Em 2005, Néle estreou seu projeto, o Monumento Mínimo, na Praça da Sé, com apoio do Sesc do Carmo-SP. Antes, de janeiro a abril, depois de dar aula, a artista fazia sozinha as esculturas, um pouco de cada vez, até chegar às 290 figuras. Chamou os amigos apenas para ajudar na montagem. “Quando vi tudo pronto me dei conta do que havia conseguido fazer", diz. "Sentei-me no chão da Sé e chorei”.

Atualmente, a ação urbana de Néle já percorreu cidades como São Paulo, Brasília, Salvador, Tóquio, Florença, Berlim, Havana, Paris, Taipei e Belfast. E, por onde passa, ganha a notoriedade não apenas do público, mas da mídia. Sua obra teve destaque em jornais importantes, entre eles, The Guardian e The Mirror e em muitas revistas especializadas, ao redor do mundo.

Embora o projeto tenha começado como uma crítica ao conceito de monumento tradicional, ao longo dos anos, a intervenção também tem ganhado outros significados.
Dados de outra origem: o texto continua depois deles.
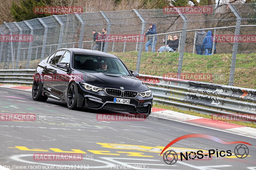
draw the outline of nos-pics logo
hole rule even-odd
[[[221,144],[224,145],[231,145],[236,144],[244,144],[252,145],[250,144],[245,142],[236,141],[234,142],[226,142],[216,137],[205,134],[191,134],[181,136],[170,142],[163,149],[160,155],[168,147],[174,143],[181,140],[190,138],[201,138],[208,139]],[[238,158],[243,159],[246,158],[249,153],[249,149],[247,145],[244,144],[239,144],[236,145],[234,149],[235,155]],[[174,151],[169,150],[166,151],[163,155],[164,161],[168,165],[173,165],[176,163],[178,159],[182,161],[188,160],[200,160],[203,159],[212,159],[212,156],[216,154],[217,158],[230,156],[232,155],[231,150],[218,150],[218,149],[209,149],[208,153],[204,153],[201,150],[195,152],[185,152],[180,153],[180,156]]]

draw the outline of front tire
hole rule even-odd
[[[36,101],[45,102],[48,97],[42,96],[42,86],[39,78],[40,76],[36,74],[34,78],[32,87],[32,98]]]
[[[74,82],[71,83],[68,90],[67,102],[68,109],[73,110],[76,108],[77,104],[77,88]]]

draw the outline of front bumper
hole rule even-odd
[[[113,111],[145,114],[151,112],[153,96],[142,97],[138,95],[135,98],[115,97],[102,91],[94,92],[84,89],[80,83],[77,87],[77,107],[93,110],[103,110]],[[130,99],[129,104],[114,103],[115,98]]]

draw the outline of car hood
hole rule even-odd
[[[120,89],[141,92],[147,90],[148,87],[139,79],[132,76],[120,76],[107,74],[101,72],[88,73],[81,70],[76,70],[74,73],[81,77],[87,83],[102,88]]]

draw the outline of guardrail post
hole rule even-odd
[[[27,26],[30,29],[30,34],[33,36],[34,35],[34,29],[33,27],[31,26],[29,23],[27,21],[25,21],[24,23],[26,24]],[[27,64],[26,65],[26,69],[27,69],[29,67],[29,61],[31,59],[31,54],[32,53],[32,41],[30,41],[28,43],[28,58],[27,59]]]
[[[82,48],[83,43],[83,38],[84,36],[84,22],[79,15],[77,13],[75,14],[75,15],[77,19],[81,23],[81,32],[80,32],[80,37],[79,38],[79,44],[78,48]]]
[[[187,33],[187,26],[188,25],[188,19],[182,13],[180,10],[178,9],[177,9],[179,10],[178,12],[179,15],[183,20],[183,26],[182,27],[182,33],[181,38],[180,39],[180,56],[179,57],[179,62],[178,63],[178,68],[177,73],[178,73],[178,77],[179,79],[180,78],[180,74],[181,73],[182,69],[182,63],[183,61],[183,55],[184,54],[184,48],[185,46],[185,40],[186,39],[186,34]]]
[[[216,35],[216,29],[214,29],[213,32],[213,38],[212,41],[212,55],[213,55],[214,53],[214,47],[215,46],[215,39]]]
[[[60,35],[59,37],[59,44],[58,45],[58,49],[59,49],[61,48],[61,43],[62,43],[62,36],[63,36],[63,30],[64,29],[64,24],[61,21],[57,15],[53,15],[54,18],[58,22],[60,25]]]
[[[236,23],[235,30],[235,36],[239,36],[240,34],[240,25],[241,25],[241,17],[236,10],[231,4],[228,4],[231,11],[236,17]],[[229,80],[228,85],[233,86],[234,81],[235,69],[236,68],[236,54],[237,53],[238,42],[233,42],[233,49],[232,50],[232,59],[231,60],[231,66],[229,74]]]
[[[109,35],[109,33],[110,32],[110,29],[111,28],[111,22],[104,12],[100,11],[100,12],[101,14],[107,22],[108,23],[108,26],[107,27],[107,34],[106,34],[106,36],[107,36],[108,35]],[[106,37],[106,38],[107,38]],[[105,42],[105,46],[104,46],[104,52],[105,53],[107,53],[108,52],[108,42],[107,41],[106,41]],[[102,50],[101,50],[101,51],[102,51]]]
[[[140,42],[139,44],[139,49],[138,49],[138,56],[137,57],[137,62],[136,64],[136,71],[139,73],[140,72],[140,60],[141,59],[141,53],[142,53],[142,48],[143,46],[143,41],[141,41],[140,40],[141,39],[141,37],[144,36],[144,32],[145,30],[146,21],[138,10],[133,9],[132,10],[136,14],[136,15],[137,15],[137,16],[138,16],[141,21],[140,36]]]
[[[20,34],[22,34],[22,29],[19,25],[19,24],[16,22],[13,22],[13,23],[17,27],[19,30],[19,33]],[[18,69],[19,68],[19,62],[20,62],[20,46],[21,45],[21,42],[19,41],[18,43],[18,47],[17,50],[17,57],[16,58],[16,67],[15,67],[15,69]]]
[[[41,60],[44,60],[44,53],[45,50],[45,45],[46,44],[46,41],[47,39],[47,33],[48,32],[48,26],[45,24],[44,21],[40,18],[38,18],[39,22],[44,27],[44,40],[43,41],[43,46],[42,46],[42,52],[41,54]]]
[[[195,54],[196,52],[196,31],[195,31],[195,35],[194,35],[194,42],[193,44],[193,54]]]
[[[9,30],[9,32],[10,32],[10,33],[11,34],[11,36],[12,35],[12,29],[11,29],[10,27],[6,23],[6,22],[4,21],[4,25],[8,29],[8,30]],[[13,64],[13,50],[12,47],[12,41],[10,40],[10,41],[9,42],[9,44],[11,46],[11,53],[12,54],[12,69],[14,69],[14,64]],[[7,60],[9,61],[9,60]],[[7,66],[8,67],[8,68],[9,69],[9,62],[7,62]]]

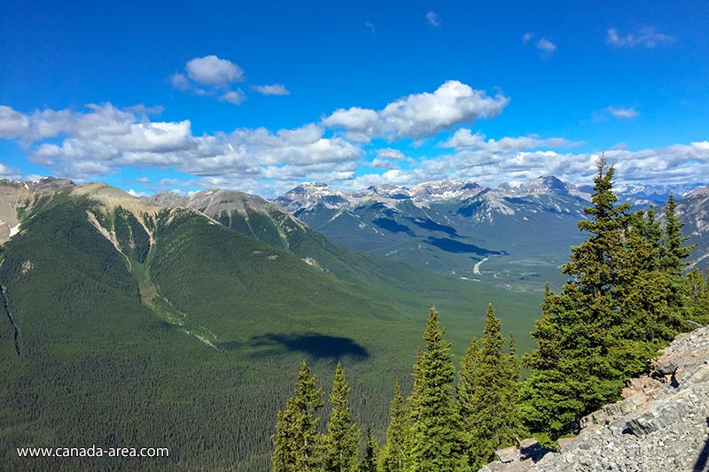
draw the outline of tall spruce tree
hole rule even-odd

Em 2009, por exemplo, mil esculturas de gelo derreteram sob o sol da capital alemã como símbolos dos efeitos das mudanças climáticas, chamando a atenção para um relatório da ONG WWF sobre os riscos do aquecimento do Ártico.

Em 2014, 5 mil estatuetas espalhadas nos degraus da Chamberlain Square, em Birmingham, no Reino Unido, lembravam homens e mulheres perdidos durante a Primeira Guerra Mundial.

“Os monumentos oficiais são feitos para a eternidade e eu fiz um para desaparecer”, declara. Ainda assim, o público não consegue evitar uma conexão emocional com os pequenos anônimos de gelo. Muitas tiram selfies, outras se emocionam. Ninguém fica indiferente e à força do Monumento Mínimo.